Highly controversial new legislation being introduced by the Smith regime had its third reading in the Rhodesian House of Assembly on 2 September this year. The Indemnity and Compensation Bill sets out to prevent civil or criminal proceedings being brought against the regime or its employees — including the security forces — for any act done in "good faith" in the course of suppressing "terrorism". A second major provision empowers the State President, Mr. Clifford Dupont, to suspend any such proceedings that have already been initiated against a servant of the state. Thirdly, the Bill provides for any person who has suffered loss or injury in circumstances to which these terms apply, to put in a claim for compensation to a special Board appointed for the purpose, as an alternative to going through the courts in the conventional way.

The Indemnity and Compensation Bill, in short, removes from the judiciary the common law safeguards which would ordinarily control the actions of the security forces and confers discretionary powers instead upon members of the Rhodesian Cabinet. It has been widely criticised, both in Zimbabwe and outside, for the protection it apparently gives to the military and police to commit atrocities unchecked by the prospect of legal proceedings.

During its second reading on 28 August, the Bill was sharply opposed by African members of the House, who pointed out that its provisions cut across the rule of law. Over the weeks that followed their protests were joined by Anglican, Roman Catholic and Methodist church leaders, the former Federal Chief Justice, Sir Robert Tredgold, and many ordinary citizens. Two Anglican bishops, the Rt. Rev. Paul Burrough of Mashonaland and the Rt. Rev. Mark Wood of Matabeleland, together with the District Superintendent of the Methodist Church, the Rev. Andrew Ndhlela, issued a joint statement supporting those who regarded the Bill as "an ill-timed and ill-constructed piece of legislation".

In a statement issued on 31 August, the Catholic Commission for Justice and Peace (CCJP) condemned the state's failure to make the terms of the Bill available for public study and comment before putting them before parliament. They pointed to the nebulous, ill-defined and subjective character of such critical phrases in the Bill as "good faith", "terrorism" and the "maintenance of law and order". Above all, the integrity of the judicial system was being dangerously impaired.

In an article in the Rhodesia Herald, Sir Robert Tredgold (who in 1960 resigned in protest at the introduction of the notorious Law and Order (Maintenance) Act argued that the sole precedent for the Indemnity Act which could be said to bear more than a remote resemblance to it was the South African Indemnity Act of 1961. "So what we are now doing", he went on, "is taking yet another step in the assimilation of our laws to the draconian laws that South Africa has deemed it necessary to pass to support its system of apartheid".

The determination with which the Rhodesian Front is prepared to force through measures to expand and consolidate the state machinery for political oppression became apparent during the later stages of the Bill.

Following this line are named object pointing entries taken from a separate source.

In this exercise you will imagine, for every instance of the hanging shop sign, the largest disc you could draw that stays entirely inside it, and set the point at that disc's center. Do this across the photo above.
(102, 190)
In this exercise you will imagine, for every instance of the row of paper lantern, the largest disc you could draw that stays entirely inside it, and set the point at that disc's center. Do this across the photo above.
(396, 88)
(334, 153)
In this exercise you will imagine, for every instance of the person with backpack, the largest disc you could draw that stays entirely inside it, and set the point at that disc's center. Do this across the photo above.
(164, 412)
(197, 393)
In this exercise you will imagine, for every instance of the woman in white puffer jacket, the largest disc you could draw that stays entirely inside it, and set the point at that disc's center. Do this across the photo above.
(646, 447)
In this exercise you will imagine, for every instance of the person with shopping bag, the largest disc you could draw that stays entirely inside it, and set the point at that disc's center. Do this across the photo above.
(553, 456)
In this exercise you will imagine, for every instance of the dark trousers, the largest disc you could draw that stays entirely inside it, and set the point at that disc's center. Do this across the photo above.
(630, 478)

On 2 September, Mr. Ronald Sadomba, the Independent African MP for Nemakonde, gave notice of a motion calling upon the House of Assembly to deplore "the atrocities being perpetrated by the security forces throughout the country" and to appoint an independent commission of inquiry to investigate such incidents.

(On 12 June, for example, 21 African civilians, according to the CCJP, had been killed when security forces opened fire at Karima Kraal, near Mount Darwin.) Mr. Sadomba's motion was never debated. On 4 September the Rhodesian Front used its huge majority in the House to strike the motion from the order paper. Proposing its discharge, Mr. R. Cowper, Minister of the Public Service, said that it "defied comprehension" that any Rhodesian could put such a motion forward during the present climate of anti-terrorist war.

The House of Assembly has now adjourned until 17 February 1976. Meanwhile, the Indemnity and Compensation Bill has been temporarily blocked by the Senate, which on 17 September approved a report from its Legal Committee that sections of the Bill were inconsistent with the Declaration of Rights which forms part of the constitution.